Ein Jahr Deutschland-Stipendium

von Katharina Graf

Seit dem Sommersemester 2011 vergeben drei Viertel der deutschen Hochschulen das Deutschland- Stipendium; unter den Stipendiaten sind zirka fünf Prozent Chemiestudenten. Unternehmen der chemischen Industrie fördern das Stipendium.

Ein Jahr Deutschland-Stipendium© Benis Arapovic - 123rf.com243 Chemiestudenten erhielten im Jahr 2011 eines der 5400 Deutschland-Stipedien
Seit dem Sommersemester 2011 vergeben Hochschulen das Deutschland-Stipendium an Studenten aller Semester. Voraussetzung ist, dass sie gute Noten haben und sich sozial engagieren. Die Stipendiaten erhalten über mindestens zwei Semester monatlich 300 Euro. Bewerben können sich Studenten bei ihrer Hochschule. Informationen finden sie neben den Internetseiten der Unis auch auf der Seite des Bundesministeriums für Bildung und Forschung (www. deutschland-stipendium.de).

Neben 150 Euro, die der Bund bezahlt, fördern Geldgeber aus der Wirtschaft jeden Stipendiaten mit 150 Euro. Das Stipendium wird nicht auf Bafög angerechnet. Förderer sind Unternehmen, Stiftungen oder Alumni. Sie unterstützen die Stipendiaten häufig zusätzlich durch Mentoring. Die Förderer können mitentscheiden, welche Fachrichtung sie finanzieren.

Im Jahr 2011 gab es für 0,2 Prozent aller 2,2 Millionen Studenten in Deutschland Geld aus dem Deutschland-Stipendium. Es förderte mit 241 Stipendien knapp 1 Prozent aller Chemiestudenten, darunter 106 Frauen und 99 Erstsemester.

Unter allen 5400 Stipendiaten waren 4,5 Prozent Chemiker. Mit 7 Prozent waren die Informatiker die größte geförderte Gruppe der Naturwissenschaftler. Die kleinste Gruppe waren mit 0,5 Prozent die Pharmaziestudenten. Biologen und Physiker waren mit jeweils 3 Prozent der Stipendiaten vertreten.

Insgesamt finanzieren 0,7 Prozent aller Informatiker, 0,4 Prozent aller Biologen und 0,2 Prozent aller Pharmaziestudenten ihr Studium mit dem Deutschland-Stipendium.

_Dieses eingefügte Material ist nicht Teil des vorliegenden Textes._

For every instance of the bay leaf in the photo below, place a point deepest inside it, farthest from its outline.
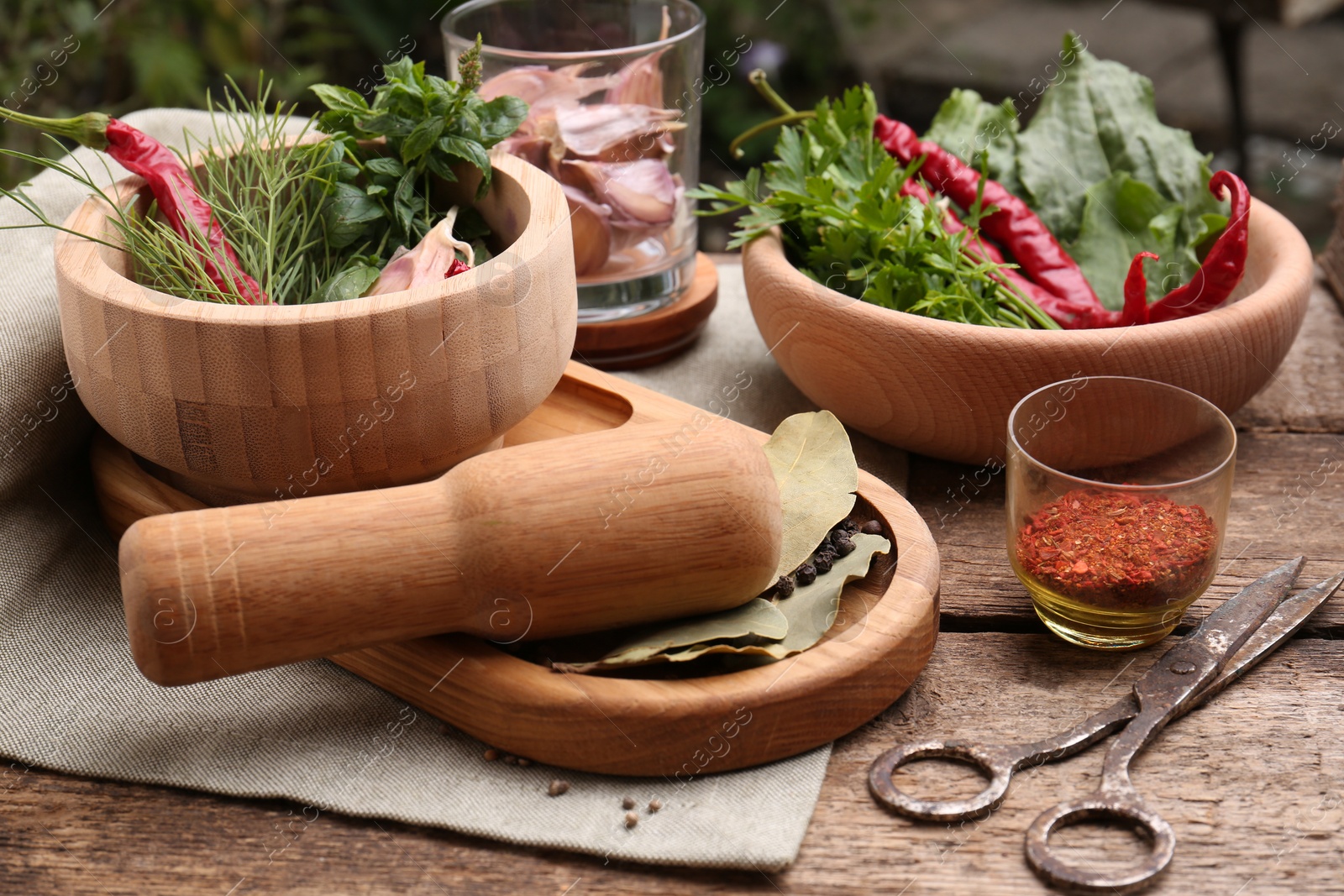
(812, 609)
(817, 476)
(810, 613)
(757, 618)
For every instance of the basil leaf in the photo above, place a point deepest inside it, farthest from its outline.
(340, 98)
(501, 117)
(386, 165)
(351, 282)
(421, 139)
(472, 152)
(346, 212)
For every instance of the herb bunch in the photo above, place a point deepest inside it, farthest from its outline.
(835, 195)
(429, 125)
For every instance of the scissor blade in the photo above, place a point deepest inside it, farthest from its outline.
(1227, 627)
(1278, 627)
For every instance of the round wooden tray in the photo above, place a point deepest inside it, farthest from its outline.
(654, 338)
(679, 728)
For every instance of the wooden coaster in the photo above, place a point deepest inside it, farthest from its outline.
(654, 338)
(682, 728)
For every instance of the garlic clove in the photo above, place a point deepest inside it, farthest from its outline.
(543, 87)
(638, 192)
(638, 82)
(618, 132)
(429, 262)
(591, 230)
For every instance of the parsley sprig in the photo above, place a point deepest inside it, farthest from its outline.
(835, 195)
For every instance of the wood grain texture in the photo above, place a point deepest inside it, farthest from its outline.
(543, 540)
(1252, 783)
(654, 338)
(1307, 391)
(945, 390)
(628, 726)
(245, 403)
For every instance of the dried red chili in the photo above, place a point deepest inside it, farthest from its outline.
(1223, 265)
(980, 249)
(171, 184)
(1068, 296)
(1119, 550)
(1062, 291)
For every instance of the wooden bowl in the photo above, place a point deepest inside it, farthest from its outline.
(248, 403)
(944, 389)
(682, 727)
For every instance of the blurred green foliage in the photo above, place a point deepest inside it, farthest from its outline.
(66, 56)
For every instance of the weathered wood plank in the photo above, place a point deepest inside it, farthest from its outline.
(1307, 391)
(1287, 500)
(1253, 786)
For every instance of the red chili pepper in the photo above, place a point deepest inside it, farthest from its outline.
(1062, 291)
(979, 249)
(171, 184)
(1136, 291)
(1068, 296)
(1223, 265)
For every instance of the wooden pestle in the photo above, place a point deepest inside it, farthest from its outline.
(548, 539)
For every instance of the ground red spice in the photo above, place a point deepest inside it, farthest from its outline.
(1119, 550)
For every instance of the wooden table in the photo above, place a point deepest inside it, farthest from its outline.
(1253, 783)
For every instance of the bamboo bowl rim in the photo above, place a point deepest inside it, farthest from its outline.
(87, 262)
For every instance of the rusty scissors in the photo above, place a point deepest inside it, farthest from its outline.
(1229, 642)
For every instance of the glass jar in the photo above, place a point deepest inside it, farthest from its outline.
(613, 87)
(1117, 506)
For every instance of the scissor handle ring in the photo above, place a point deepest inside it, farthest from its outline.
(990, 761)
(1059, 873)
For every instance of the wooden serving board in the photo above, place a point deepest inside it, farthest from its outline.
(679, 728)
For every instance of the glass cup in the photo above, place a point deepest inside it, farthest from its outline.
(613, 87)
(1117, 506)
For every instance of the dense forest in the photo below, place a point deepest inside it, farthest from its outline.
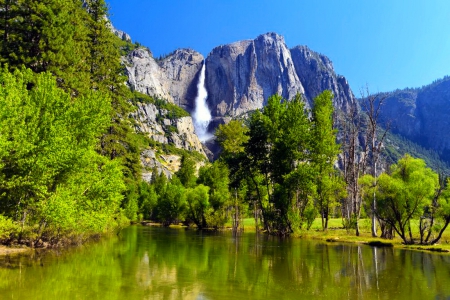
(70, 157)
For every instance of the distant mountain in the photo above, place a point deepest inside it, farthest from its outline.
(422, 115)
(241, 76)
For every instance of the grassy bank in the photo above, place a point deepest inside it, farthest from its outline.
(337, 233)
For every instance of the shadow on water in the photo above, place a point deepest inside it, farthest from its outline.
(161, 263)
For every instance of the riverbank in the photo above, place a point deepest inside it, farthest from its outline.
(4, 250)
(337, 234)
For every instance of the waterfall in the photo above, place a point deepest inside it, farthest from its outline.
(202, 115)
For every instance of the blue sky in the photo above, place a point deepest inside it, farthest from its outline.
(384, 44)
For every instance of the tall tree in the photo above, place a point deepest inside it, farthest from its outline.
(324, 155)
(404, 195)
(371, 105)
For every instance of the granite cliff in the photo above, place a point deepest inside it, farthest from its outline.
(239, 76)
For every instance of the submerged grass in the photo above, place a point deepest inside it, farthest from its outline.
(337, 233)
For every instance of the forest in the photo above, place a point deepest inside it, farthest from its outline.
(70, 157)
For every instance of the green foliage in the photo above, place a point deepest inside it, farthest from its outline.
(50, 173)
(8, 228)
(187, 171)
(198, 204)
(172, 203)
(404, 195)
(232, 137)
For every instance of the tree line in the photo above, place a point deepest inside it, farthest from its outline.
(69, 158)
(70, 165)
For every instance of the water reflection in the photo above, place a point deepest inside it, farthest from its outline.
(158, 263)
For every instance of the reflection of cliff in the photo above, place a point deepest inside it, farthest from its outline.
(262, 267)
(158, 263)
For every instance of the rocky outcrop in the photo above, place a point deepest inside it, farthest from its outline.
(156, 124)
(241, 76)
(145, 75)
(181, 70)
(316, 73)
(174, 78)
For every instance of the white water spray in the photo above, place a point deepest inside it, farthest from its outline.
(202, 115)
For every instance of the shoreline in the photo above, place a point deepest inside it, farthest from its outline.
(340, 235)
(337, 235)
(6, 250)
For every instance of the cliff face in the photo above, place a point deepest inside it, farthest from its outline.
(317, 74)
(422, 115)
(156, 124)
(241, 76)
(173, 78)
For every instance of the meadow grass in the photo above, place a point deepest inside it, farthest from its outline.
(337, 233)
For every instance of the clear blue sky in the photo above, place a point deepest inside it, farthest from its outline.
(386, 44)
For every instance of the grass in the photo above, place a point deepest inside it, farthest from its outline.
(337, 233)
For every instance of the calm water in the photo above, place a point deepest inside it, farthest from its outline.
(158, 263)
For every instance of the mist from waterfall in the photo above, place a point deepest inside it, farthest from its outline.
(202, 115)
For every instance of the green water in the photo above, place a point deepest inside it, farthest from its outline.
(158, 263)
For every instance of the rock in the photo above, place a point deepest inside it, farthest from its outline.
(181, 69)
(179, 132)
(145, 75)
(316, 73)
(242, 75)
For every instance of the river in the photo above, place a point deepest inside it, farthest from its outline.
(161, 263)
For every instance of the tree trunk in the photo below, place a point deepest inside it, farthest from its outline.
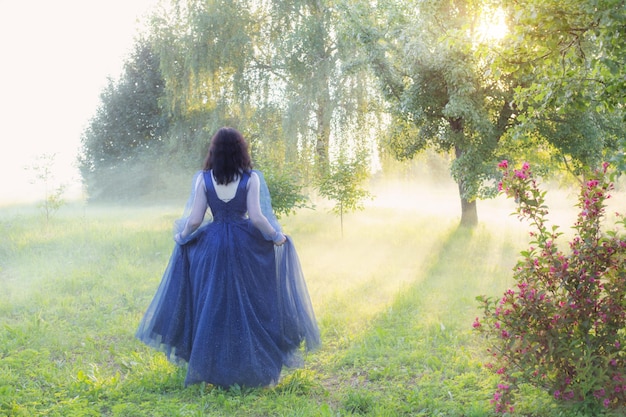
(469, 213)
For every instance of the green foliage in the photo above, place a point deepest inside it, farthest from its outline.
(438, 80)
(128, 125)
(53, 194)
(567, 53)
(562, 327)
(342, 184)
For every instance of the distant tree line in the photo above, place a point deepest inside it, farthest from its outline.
(312, 83)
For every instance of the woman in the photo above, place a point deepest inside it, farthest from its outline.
(232, 303)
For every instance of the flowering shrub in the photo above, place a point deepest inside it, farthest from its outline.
(562, 326)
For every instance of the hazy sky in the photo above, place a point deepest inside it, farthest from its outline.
(55, 60)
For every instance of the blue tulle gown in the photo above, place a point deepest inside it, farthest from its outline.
(231, 305)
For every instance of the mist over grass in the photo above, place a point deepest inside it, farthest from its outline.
(395, 300)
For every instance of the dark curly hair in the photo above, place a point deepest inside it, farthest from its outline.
(228, 155)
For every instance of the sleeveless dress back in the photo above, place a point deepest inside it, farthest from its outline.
(230, 304)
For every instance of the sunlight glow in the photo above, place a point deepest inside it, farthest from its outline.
(492, 26)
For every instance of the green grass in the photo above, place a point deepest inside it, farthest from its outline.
(395, 299)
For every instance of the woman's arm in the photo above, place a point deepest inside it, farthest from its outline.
(254, 211)
(198, 209)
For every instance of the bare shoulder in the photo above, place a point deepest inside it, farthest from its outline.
(254, 179)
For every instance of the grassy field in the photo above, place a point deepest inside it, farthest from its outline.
(394, 298)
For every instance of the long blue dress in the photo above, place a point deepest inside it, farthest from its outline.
(231, 305)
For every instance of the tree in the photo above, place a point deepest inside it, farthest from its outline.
(342, 184)
(569, 56)
(128, 124)
(434, 69)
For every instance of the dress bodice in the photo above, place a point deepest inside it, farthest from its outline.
(232, 210)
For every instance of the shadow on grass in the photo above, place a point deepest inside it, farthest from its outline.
(418, 357)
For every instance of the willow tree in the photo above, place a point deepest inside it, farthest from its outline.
(433, 63)
(572, 55)
(206, 48)
(324, 90)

An Universitäten mit den größten Chemiefachbereichen entspricht der Anteil an geförderten Chemiestudenten dem Anteil an der Hochschule. Beispielsweise an der RWTH Aachen, der TU München und der Uni Münster. An der Uni Mainz lag der Anteil im Jahr 2011 über dem Durchschnitt: 12 Prozent ihrer Deutschlandstipendiaten waren Chemiestudenten, ihr Anteil lag bei 4,5 Prozent. Aktuell machen die Chemiker an der Universität Köln 2 Prozent der Studierenden aus, aber 9 Prozent der Stipendiaten studieren Chemie. In Heidelberg sind 20 Prozent der Deutschland-Stipendiaten Chemiker, womit ihr Anteil deutlich über dem Anteil an Studierenden insgesamt liegt.

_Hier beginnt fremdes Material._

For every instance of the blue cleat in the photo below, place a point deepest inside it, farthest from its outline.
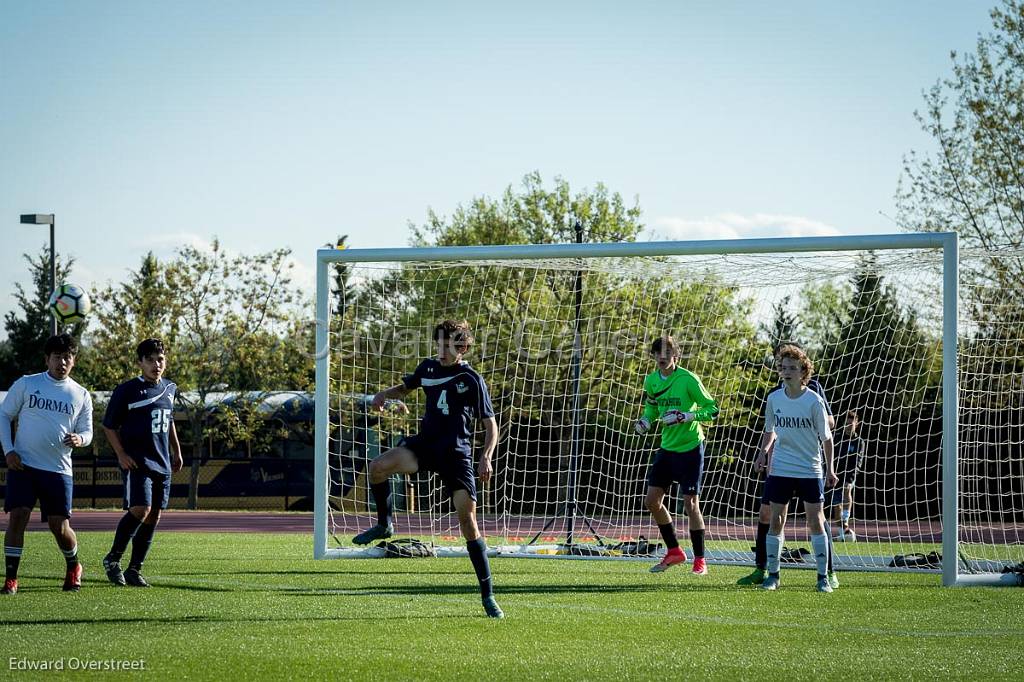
(114, 572)
(134, 579)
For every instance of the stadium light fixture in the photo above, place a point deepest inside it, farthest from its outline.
(46, 219)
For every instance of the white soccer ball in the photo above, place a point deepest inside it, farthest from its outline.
(70, 303)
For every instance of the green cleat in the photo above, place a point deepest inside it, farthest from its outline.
(757, 578)
(134, 579)
(114, 572)
(493, 609)
(376, 533)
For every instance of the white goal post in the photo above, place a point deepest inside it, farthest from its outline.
(574, 477)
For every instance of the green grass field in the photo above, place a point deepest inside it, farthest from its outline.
(256, 606)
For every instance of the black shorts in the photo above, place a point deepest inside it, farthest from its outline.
(52, 489)
(685, 468)
(454, 467)
(146, 488)
(779, 489)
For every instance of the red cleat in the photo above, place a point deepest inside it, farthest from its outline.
(73, 580)
(674, 556)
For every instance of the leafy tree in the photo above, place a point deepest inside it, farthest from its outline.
(237, 330)
(784, 324)
(878, 357)
(974, 182)
(27, 333)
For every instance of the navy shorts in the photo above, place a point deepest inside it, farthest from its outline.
(779, 489)
(454, 467)
(836, 494)
(50, 488)
(685, 468)
(146, 488)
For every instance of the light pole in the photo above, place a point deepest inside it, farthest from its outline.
(46, 219)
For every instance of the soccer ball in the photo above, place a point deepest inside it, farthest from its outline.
(70, 304)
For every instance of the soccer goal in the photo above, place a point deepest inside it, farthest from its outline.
(562, 337)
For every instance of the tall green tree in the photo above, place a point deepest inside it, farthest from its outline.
(29, 327)
(238, 331)
(973, 183)
(123, 314)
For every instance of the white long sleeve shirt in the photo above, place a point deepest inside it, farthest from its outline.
(46, 411)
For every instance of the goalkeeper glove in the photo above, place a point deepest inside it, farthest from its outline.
(676, 417)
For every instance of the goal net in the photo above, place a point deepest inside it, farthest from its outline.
(562, 340)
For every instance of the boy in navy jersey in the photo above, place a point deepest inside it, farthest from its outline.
(456, 395)
(139, 425)
(53, 415)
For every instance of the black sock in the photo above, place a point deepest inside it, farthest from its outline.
(761, 546)
(669, 535)
(140, 545)
(126, 530)
(12, 557)
(696, 537)
(382, 498)
(71, 557)
(478, 555)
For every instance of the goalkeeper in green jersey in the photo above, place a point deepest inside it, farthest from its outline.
(677, 398)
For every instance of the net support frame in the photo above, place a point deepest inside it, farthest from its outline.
(947, 242)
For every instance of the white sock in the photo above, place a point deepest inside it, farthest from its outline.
(774, 546)
(820, 546)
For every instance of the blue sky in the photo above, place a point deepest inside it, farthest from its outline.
(145, 126)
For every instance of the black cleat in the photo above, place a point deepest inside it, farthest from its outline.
(492, 608)
(114, 572)
(134, 579)
(376, 533)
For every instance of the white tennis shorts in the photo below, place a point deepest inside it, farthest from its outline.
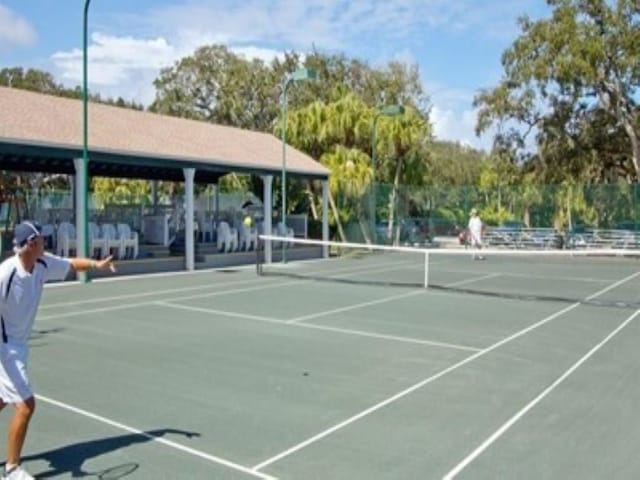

BASF, Bayer und Evonik fördern

Die BASF beteiligt sich an Stipendien für 200 Naturwissenschaftler, Ingenieure, Betriebswirte und Juristen. Ihre Stipendiaten kommen von den Unis Mannheim und Heidelberg, aber auch von der ESB Business School in Reutlingen oder der TU Darmstadt. Sie können an Diskussionsrunden und Workshops teilnehmen sowie Praktika im In- und Ausland absolvieren.

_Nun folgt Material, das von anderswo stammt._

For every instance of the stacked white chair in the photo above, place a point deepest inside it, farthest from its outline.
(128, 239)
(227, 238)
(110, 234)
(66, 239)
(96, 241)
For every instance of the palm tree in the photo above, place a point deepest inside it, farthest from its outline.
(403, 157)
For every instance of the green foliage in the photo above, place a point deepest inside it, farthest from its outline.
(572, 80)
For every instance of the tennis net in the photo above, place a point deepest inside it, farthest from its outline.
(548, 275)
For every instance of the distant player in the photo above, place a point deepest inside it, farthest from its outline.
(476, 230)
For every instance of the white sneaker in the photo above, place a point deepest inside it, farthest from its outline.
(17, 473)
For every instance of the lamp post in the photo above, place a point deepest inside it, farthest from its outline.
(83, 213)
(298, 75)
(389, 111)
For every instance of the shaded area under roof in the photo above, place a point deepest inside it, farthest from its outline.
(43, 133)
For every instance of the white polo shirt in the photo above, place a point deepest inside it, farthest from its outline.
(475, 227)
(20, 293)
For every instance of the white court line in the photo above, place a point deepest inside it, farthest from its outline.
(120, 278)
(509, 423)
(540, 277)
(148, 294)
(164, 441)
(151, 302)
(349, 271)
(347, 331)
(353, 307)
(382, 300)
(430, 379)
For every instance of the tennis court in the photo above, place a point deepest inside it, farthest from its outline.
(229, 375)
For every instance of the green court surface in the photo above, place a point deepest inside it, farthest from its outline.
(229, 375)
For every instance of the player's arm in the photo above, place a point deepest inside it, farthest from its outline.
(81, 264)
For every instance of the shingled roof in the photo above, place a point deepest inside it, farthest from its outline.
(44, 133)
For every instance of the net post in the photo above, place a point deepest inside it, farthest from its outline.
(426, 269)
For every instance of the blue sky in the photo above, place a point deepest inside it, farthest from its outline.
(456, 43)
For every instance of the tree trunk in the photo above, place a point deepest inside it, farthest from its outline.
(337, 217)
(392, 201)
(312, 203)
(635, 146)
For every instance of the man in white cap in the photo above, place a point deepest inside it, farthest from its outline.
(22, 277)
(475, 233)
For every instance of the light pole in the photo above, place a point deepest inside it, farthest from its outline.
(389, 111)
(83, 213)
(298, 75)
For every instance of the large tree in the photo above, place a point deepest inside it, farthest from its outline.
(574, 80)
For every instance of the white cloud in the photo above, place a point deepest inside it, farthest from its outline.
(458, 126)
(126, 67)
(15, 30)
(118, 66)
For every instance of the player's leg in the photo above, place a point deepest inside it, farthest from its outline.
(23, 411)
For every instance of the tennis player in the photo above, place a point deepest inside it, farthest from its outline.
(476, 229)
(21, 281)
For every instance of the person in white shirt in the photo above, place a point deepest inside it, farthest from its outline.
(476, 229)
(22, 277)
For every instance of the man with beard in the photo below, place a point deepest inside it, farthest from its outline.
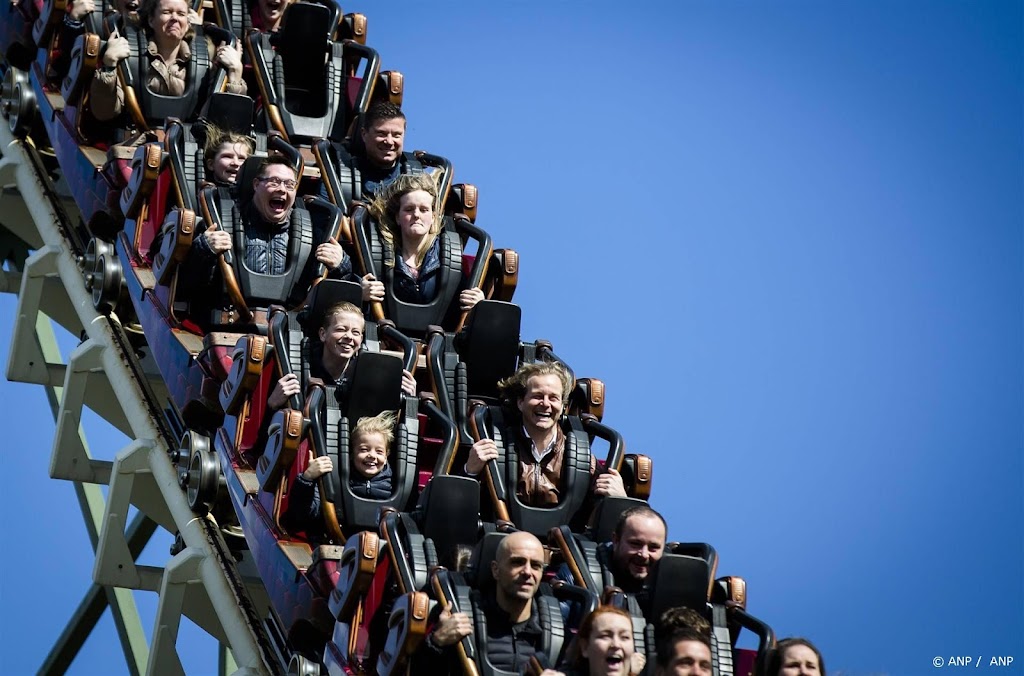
(514, 631)
(637, 545)
(539, 392)
(365, 171)
(267, 222)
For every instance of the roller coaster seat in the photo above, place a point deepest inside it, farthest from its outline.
(311, 221)
(346, 173)
(381, 259)
(307, 80)
(503, 478)
(183, 142)
(480, 592)
(147, 109)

Evonik beteiligt sich an 150 Stipendien der Natur- und Wirtschaftswissenschaften sowie der Verfahrenstechnik und anderen Ingenieursdisziplinen. Das Unternehmen lädt seine Stipendiaten regelmäßig an die Standorte ein. Sie können auch Praktika absolvieren und Abschlussarbeiten anfertigen.

100 Stipendien an 23 Hochschulen finanziert Bayer mit, hauptsächlich für Studenten naturwissenschaftlicher und technischer Fächer. Sie können ebenfalls Praktika oder Abschlussarbeiten absolvieren und werden als Alumni in die Bayer-Stiftung aufgenommen. Nach Angaben der Bayer-Stiftung, nutzt Bayer das Deutschlandstipendium vorrangig dazu, Nachwuchskräfte an das Unternehmen zu binden.

Weitere Unterstützer sind Altana, Agilent, Bosch und Heraeus.

Finanzierung fehlt

Im letzten Jahr plante der Bund 9440 Stipendienplätze. Für etwas mehr als die Hälfte fanden die Hochschulen Förderer aus der Wirtschaft. Das Saarland vergab alle vorgesehenen Stipendien, während es in Hamburg nur fünf Prozent waren. Allerdings bietet ein Viertel der Hochschulen in Deutschland gar kein Deutschlandstipendium an. Im bundesweiten Durchschnitt vergibt jede Hochschule zwei Drittel der verfügbaren Stipendien.

Vor allem mittelständische Unternehmen als Förderer zu gewinnen, fällt den Hochschulen schwer. Nach einer Studie der Universität Hildesheim kennt etwa die Hälfte der befragten Unternehmen das Deutschlandstipendium nicht.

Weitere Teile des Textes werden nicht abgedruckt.